Spencer almost smiles back, one side of his lips tipped up.
He says, “I walked into the edge of the kitchen table and blacked out. My mom was furious. Apparently, I was another kick or so away from having a punctured lung.”
“Geez, Reid,” Bruce murmurs. “For someone who’s an actual genius. . .”
“I know,” Spencer says. “I’m kind of an idiot.”
“Well, you were also, what, six at the time?” Bruce asks, and Spencer’s laugh is choked, like he doesn’t expect it. He shoves Bruce gently, and Bruce thinks it’s probably one of the first times Spencer has touched him.
They sit comfortably for a few moments, not quite touching but close enough that Bruce can feel Spencer radiating heat. His cheeks are flushed when he looks up at Bruce and says, almost shyly, “I think we should try this bonding thing again sometime. I already feel more like I’ve always imagined a healthy, well-adjusted person might feel.”
Bruce grins back at him, and he catches Spencer leaning in a fraction before pulling back, smiling down at the bed.

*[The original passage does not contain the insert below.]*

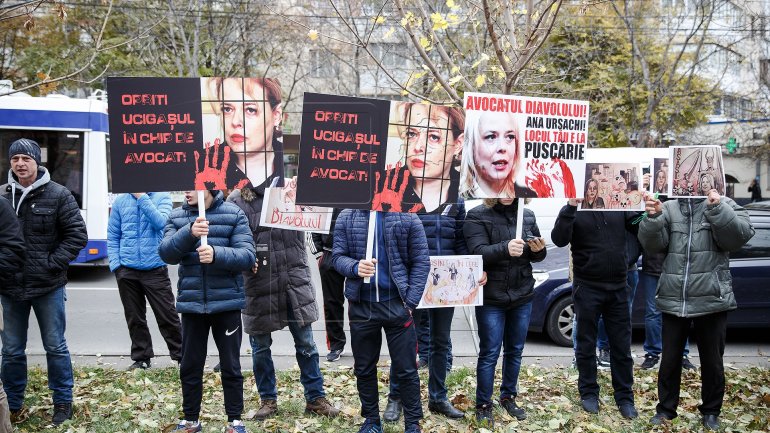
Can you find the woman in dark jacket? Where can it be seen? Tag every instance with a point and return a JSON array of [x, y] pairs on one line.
[[490, 230]]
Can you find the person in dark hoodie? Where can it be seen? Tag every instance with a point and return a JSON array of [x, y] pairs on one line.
[[54, 232], [600, 264], [695, 290], [12, 257], [209, 297], [490, 231]]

“If I kiss you right now,” Bruce asks, before he can stop himself, “will you feel like I’m taking advantage of your emotional state or new legal adult status?”
Spencer takes a moment, biting his lip like he’s thinking really hard.
“No, not at all,” he replies, voice pitched high and breaking, raising his eyes up, “but thanks for asking.”
Spencer kisses him first, which is a revelation. He lifts himself up enough to catch Bruce’s lips, and it’s a slow drag of a kiss, teeth clicking once before Bruce’s heart gets caught somewhere temporarily in his throat where it’s keeping rapid time. There’s Spencer’s hand on his waist, Spencer’s long fingers at the nape of his neck, and Bruce groans into it.
“We are never going to hear the end of this,” he says, hoarsely, and Spencer’s laughter shakes them both.
They have breakfast with Garcia the next day, and she makes wide, wide eyes and stares back and forth between them accusingly the entire time. She keeps dropping hints like, “Well, I wonder if anyone shared any life-changing moments last night,” and, “Gosh, you know what I love? A good first kiss. I’d love to hear a good first kiss story right now.”
Spencer finishes his cereal and gets up, excusing himself to the bathroom. Before he leaves, he leans down and kisses Bruce on the cheek, and Garcia actually screams. The people around them all turn to make sure she's not being murdered over breakfast.
“You guys are the worst, I can’t believe you didn’t tell me the second we walked into this goddamn restaurant,” she gasps out. “I’m so excited, I’m so excited. I’m calling Tony right now.”
Bruce looks up to see Spencer hovering at the door, biting his lip around a smile. He shrugs when he sees that Bruce is looking at him, lifting his eyebrows and grinning as he backs into the bathroom. Garcia is yelling, "MISSION ACCOMPLISHED," into her cellphone, and the rest of the patrons look disgruntled, and Bruce is happy.
He's starting to get used to being happy.